I am interested in downloading mutant EGFR and mutant KRAS patient data from this article under this BioProject accession number PRJNA591860. Ideally, I hope to download these patients, convert them into Seurat objects, merge them based on condition (in this case mEGFR vs mKRAS), integrate the samples, and visualize DE between the two groups.
Now, from my understanding, because I'm not interested in the entire dataset (only interested in mutant EGFR/KRAS), I should individually download the read data and run it through the workflow to generate individual count matrices and so on... I found the raw reads on SRA under accession SRP238929. And based on the patient demographics the author uploaded, each sample name on the spread sheet should correspond to isolate number on the SRA download page.

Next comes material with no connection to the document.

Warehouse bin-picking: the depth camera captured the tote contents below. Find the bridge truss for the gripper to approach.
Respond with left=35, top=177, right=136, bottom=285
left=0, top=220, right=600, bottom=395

Each isolate has around 50 files associated with its patient. So my question is what does this necessarily mean? Does this mean 50 reads associated with that patient? Do I need to download all of these files? If I'm demultiplexing with bclfastq2 and aligning with STAR2 how would that work?
Is there also an easier way of getting this data into the workflow (ie downloading count matrices themselves as opposed to remaking them, couldn't find it anywhere)?
Thanks.
Dear crx6xw,
I have the same problem with this dataset. Additionally, when trying to use cellranger to process the samples it presents a series of errors.
Have you tried to contact the authors to obtain the data already processed?
Nope, I simply just didn't use this dataset. I think it's probably better to just download the count matrices directly instead of processing the raw reads first.
Hi, I hope that it can help you.
In the article (https://www.sciencedirect.com/science/article/pii/S0092867420308825?via%3Dihub) the authors told us that we could access all code used to generate the results of this study on GitHub at czbiohub/scell_lung_adenocarcinoma .
In this link, there is information: Clone the repo Download the Data_input folder from the link below into the repo: https://drive.google.com/drive/folders/1sDzO0WOD4rnGC7QfTKwdcQTx3L36PFwX?usp=sharing
In this drive, we can find a folder with the counts generated by a singlecell and metadata. The file is named S01_datafinal.csv (counts) and S01_metadata.csv (metadata) (link to access: https://drive.google.com/drive/folders/1VmPan5V19Hq--fMnFHOta67TIpO60srE).
Then you can filter only the sample of interesting using information available in the NCBI BioProject #PRJNA591860. For example, I need to use all the samples of patient TH226, then, I looked in SRA which the samples are for this patient. Later I filtered all the samples for this patient in the S01_datafinal.csv file using a script in R.
Let me know if you don't understand.